Standardized uniforms for enlisted sailors in the United State Navy were still a relatively new notion in the 1840s-50s, when this uniform was created. While sailors were required to wear the Navy-issued uniforms while on board ship, there was more leeway in what they could wear on shore. The shore-going uniform could be proudly embellished and embroidered to suit a sailor's tastes, as well as to reflect his skill with a needle. (Here's part of another elaborately embroidered shore-going uniform, a dark wool blouse from c. 1862.)

This rare summer uniform and sea bar were owned, worn, and likely embroidered by Warren Opie, born in 1835. Growing up in a large family of comfortable means in Burlington, NJ, Warren's childhood effectively ended with his cordwainer (shoemaker) father's early death in 1848. Warren's mother struggled to support the family, and several of Warren's sisters were sent to live with other relatives. It's likely that Warren, too, felt the family's financial pressures, and in 1850, he enlisted in the U.S. Navy for a three-year tour of duty with the rating of a second-class boy.
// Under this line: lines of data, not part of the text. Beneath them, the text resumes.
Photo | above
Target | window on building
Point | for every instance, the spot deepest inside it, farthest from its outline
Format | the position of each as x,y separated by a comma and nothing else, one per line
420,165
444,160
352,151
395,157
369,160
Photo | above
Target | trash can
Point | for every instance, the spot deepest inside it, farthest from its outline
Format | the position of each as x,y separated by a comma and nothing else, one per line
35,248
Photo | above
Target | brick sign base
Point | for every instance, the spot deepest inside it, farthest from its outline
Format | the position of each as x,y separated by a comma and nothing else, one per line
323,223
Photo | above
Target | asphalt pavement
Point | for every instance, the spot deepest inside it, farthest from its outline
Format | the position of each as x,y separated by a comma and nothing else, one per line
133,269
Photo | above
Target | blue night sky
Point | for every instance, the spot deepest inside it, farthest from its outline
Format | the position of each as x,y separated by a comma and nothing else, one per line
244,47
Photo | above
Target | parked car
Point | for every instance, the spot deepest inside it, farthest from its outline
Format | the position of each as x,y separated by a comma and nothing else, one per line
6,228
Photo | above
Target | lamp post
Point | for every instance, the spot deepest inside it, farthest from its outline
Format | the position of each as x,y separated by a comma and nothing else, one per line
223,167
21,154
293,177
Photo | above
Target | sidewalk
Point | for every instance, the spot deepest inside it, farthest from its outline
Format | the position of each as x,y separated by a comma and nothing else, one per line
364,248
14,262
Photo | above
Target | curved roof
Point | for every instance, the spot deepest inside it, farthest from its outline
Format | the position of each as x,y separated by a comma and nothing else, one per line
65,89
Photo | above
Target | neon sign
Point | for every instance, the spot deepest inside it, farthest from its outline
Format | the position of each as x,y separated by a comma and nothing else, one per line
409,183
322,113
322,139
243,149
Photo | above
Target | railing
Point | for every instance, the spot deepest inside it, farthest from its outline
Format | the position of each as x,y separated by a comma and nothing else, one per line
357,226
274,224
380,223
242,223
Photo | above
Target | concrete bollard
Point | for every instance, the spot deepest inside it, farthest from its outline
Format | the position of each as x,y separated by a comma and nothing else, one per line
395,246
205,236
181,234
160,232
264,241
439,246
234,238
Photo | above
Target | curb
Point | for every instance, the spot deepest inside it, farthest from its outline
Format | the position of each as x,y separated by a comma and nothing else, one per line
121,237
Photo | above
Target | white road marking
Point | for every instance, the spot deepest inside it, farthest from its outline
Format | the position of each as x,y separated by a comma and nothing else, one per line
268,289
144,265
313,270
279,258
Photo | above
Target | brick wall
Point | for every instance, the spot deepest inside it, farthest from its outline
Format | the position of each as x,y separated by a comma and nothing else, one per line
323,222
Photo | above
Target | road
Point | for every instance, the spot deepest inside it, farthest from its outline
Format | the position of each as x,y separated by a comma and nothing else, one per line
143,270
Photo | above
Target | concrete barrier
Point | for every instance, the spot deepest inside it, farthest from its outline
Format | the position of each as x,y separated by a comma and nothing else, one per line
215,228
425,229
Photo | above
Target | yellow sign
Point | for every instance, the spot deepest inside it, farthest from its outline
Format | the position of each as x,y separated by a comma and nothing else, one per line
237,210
He was fifteen.

Warren served on the steam frigate Susquehanna, the flagship of the four-ship squadron commanded by Commodore Matthew Perry on his historic trip to Japan between 1850-1854. Warren would have had considerable time to make this sea bag and uniform on the long voyage between Norfolk, VA and Japan; it's possible that he learned to sew from his father, or perhaps from some of the other men in the crew. While the uniform shows the typical patriotic motifs – stars, eagles, anchors, and flags – popular among sailors, his bag features his parents, his two closest sisters, and landmarks from his hometown in New Jersey. Warren was visiting exotic countries on the far side of the world, but it's clear his heart still remained at home.

In Japan, Commodore Perry presented a letter from President Millard Fillmore to the ruler of Japan in an elaborate ceremony involving nearly all the American sailors in his squadron and thousands of Japanese officials, soldiers, and attendants. Records show that one of the American ship's boys carried the president's framed letter in the procession. It's tempting to imagine Warren, dressed in this splendidly embroidered summer-uniform, as the boy performing this important task.

Unfortunately, there's no documentation to tell what became of Warren after his three-year-tour was done; he last appears in navy records as having been promoted to "landsman," a full member of the crew. No one knows if he died at sea, or jumped ship in some foreign port, or returned to New Jersey to live a long and contented life, nor is there any record of how his uniform landed in the hands of the dealer who sold it to Mr. Du Pont for his collection. It's all another history-mystery – but what a wonderful legacy Warren Opie left in his embroidery!

Above: Summer uniform of an enlisted sailor, worn by Warren Opie, 1850-54, linen, silk, wool.
Sea Bag, owned by Warren Opie, 1850-54, linen, silk, wool, cotton.
From collection of Winterthur Museum, Garden, & Library

1 comments:

Historiann said...

Thanks for this beautiful photograph & memorial to Warren Opie, Boy Seaman!

My husband's grandfather rose from Boy Seaman to the rank of Rear Admiral in the Royal Canadian Navy ca. 1919-1964, and he was an avid twentieth-century needleworker. We still have some of the crewelwork Grampa did aboard ship during The War (WWII), when needlecrafts were still a popular and space-saving pasttime. Grampa continued to use his needle during and after his service--altar frontals and banners for his church, emblems for each ship he served on, and the seats of six dining-room chairs still in use by my Mother-in-Law.